After the prosecution closed its case, Smith's lawyer, Richard Carey-Hughes QC, announced his client's decision not to give evidence.

Judge Richard Marks QC told jurors they could draw such inferences from his failure to go into the witness box as they saw fit.

He told jurors the defence case would continue and they would probably begin deliberating on their verdict on Wednesday.

Smith, now 20, of Rotherhithe, south London, denies possession of an explosive substance with intent, contrary to the Explosive Substances Act 1883 but has admitted the lesser offence of perpetrating a bomb hoax.

Jurors heard extracts from a psychiatric report by Dr Ian Cumming, who confirmed the defendant had an autistic spectrum disorder.

Smith told him of his longstanding interest in weapons, bombs, guns, knives and knuckledusters.

At the age of 12, he got a police baton and nunchucks from the US.

Smith said he looked up making a bomb when he was aged 10 and at 14 a friend showed him the Anarchist Cookbook via Skype.

He said he liked making bombs because it was "something to do when he was bored".

The former altar boy said he was also interested in Islam and collecting Star Wars figures.

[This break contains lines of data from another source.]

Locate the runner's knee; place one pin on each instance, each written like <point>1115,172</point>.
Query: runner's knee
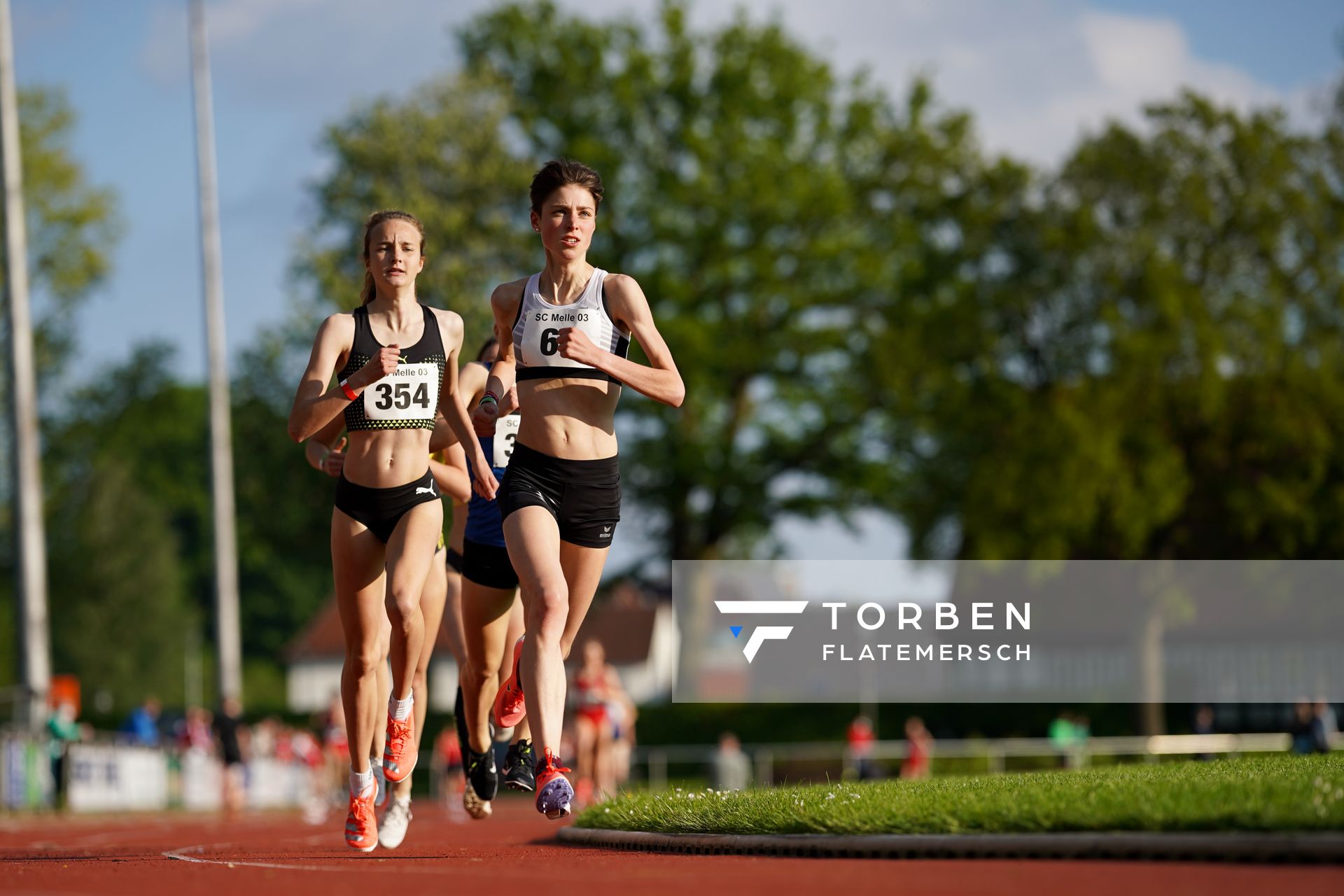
<point>363,659</point>
<point>402,606</point>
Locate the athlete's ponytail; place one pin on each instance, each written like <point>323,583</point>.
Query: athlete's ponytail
<point>368,292</point>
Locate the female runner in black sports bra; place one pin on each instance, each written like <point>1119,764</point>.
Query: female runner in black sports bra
<point>387,511</point>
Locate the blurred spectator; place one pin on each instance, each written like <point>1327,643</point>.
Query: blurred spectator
<point>1205,726</point>
<point>592,691</point>
<point>197,732</point>
<point>64,731</point>
<point>227,729</point>
<point>622,713</point>
<point>862,741</point>
<point>920,751</point>
<point>141,726</point>
<point>1301,729</point>
<point>336,747</point>
<point>732,767</point>
<point>1323,727</point>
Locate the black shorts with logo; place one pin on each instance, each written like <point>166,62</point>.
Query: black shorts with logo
<point>382,510</point>
<point>584,496</point>
<point>488,566</point>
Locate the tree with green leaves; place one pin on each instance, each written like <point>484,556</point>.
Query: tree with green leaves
<point>1151,368</point>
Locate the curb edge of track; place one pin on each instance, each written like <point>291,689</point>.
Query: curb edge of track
<point>1272,848</point>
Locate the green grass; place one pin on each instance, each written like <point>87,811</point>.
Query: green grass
<point>1280,793</point>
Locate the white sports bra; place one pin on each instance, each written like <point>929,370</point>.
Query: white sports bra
<point>538,326</point>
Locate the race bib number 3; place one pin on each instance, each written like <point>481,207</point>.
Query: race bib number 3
<point>409,393</point>
<point>505,433</point>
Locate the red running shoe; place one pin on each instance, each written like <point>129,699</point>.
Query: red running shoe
<point>510,707</point>
<point>554,792</point>
<point>400,751</point>
<point>360,825</point>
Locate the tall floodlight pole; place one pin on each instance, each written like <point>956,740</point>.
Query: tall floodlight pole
<point>33,546</point>
<point>227,640</point>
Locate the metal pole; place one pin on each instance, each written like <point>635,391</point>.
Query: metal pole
<point>33,547</point>
<point>229,644</point>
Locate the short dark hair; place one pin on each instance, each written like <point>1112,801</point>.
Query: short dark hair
<point>562,172</point>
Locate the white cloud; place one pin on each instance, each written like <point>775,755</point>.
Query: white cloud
<point>1035,73</point>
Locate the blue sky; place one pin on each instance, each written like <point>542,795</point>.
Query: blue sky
<point>1037,73</point>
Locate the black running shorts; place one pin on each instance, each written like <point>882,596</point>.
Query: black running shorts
<point>382,510</point>
<point>488,566</point>
<point>584,496</point>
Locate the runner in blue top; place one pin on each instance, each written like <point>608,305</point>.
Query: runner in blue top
<point>491,614</point>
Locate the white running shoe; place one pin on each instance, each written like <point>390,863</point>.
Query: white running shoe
<point>475,806</point>
<point>391,830</point>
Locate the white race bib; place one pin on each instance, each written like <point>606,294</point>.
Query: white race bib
<point>505,433</point>
<point>410,393</point>
<point>542,331</point>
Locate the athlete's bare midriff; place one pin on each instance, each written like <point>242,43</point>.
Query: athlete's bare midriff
<point>569,418</point>
<point>386,458</point>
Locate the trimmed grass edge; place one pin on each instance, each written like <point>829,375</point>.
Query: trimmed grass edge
<point>1259,848</point>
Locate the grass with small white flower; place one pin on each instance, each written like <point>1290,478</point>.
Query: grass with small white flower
<point>1270,793</point>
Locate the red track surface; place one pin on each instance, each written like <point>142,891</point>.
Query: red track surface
<point>272,855</point>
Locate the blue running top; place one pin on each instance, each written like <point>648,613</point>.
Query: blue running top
<point>483,517</point>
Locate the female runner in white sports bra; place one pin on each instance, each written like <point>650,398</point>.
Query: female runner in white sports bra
<point>564,336</point>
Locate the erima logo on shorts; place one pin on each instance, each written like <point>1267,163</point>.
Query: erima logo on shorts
<point>764,633</point>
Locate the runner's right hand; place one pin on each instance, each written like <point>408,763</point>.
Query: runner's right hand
<point>484,418</point>
<point>335,460</point>
<point>378,367</point>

He told the psychiatrist he had thought about putting a bomb in a park but decided a train would be "more funny" to delay passengers.

According to the report, he had no conception that it might cause harm.

Jurors were also shown extracts of other videos Smith posted on YouTube.

In one he is seen playing with a dog, "Skippy", and in another he demonstrates how to draw Bart Simpson.

In a third video entitled My Perfumes, Smith shows off his collection of scents including Paco Rabanne and James Bond.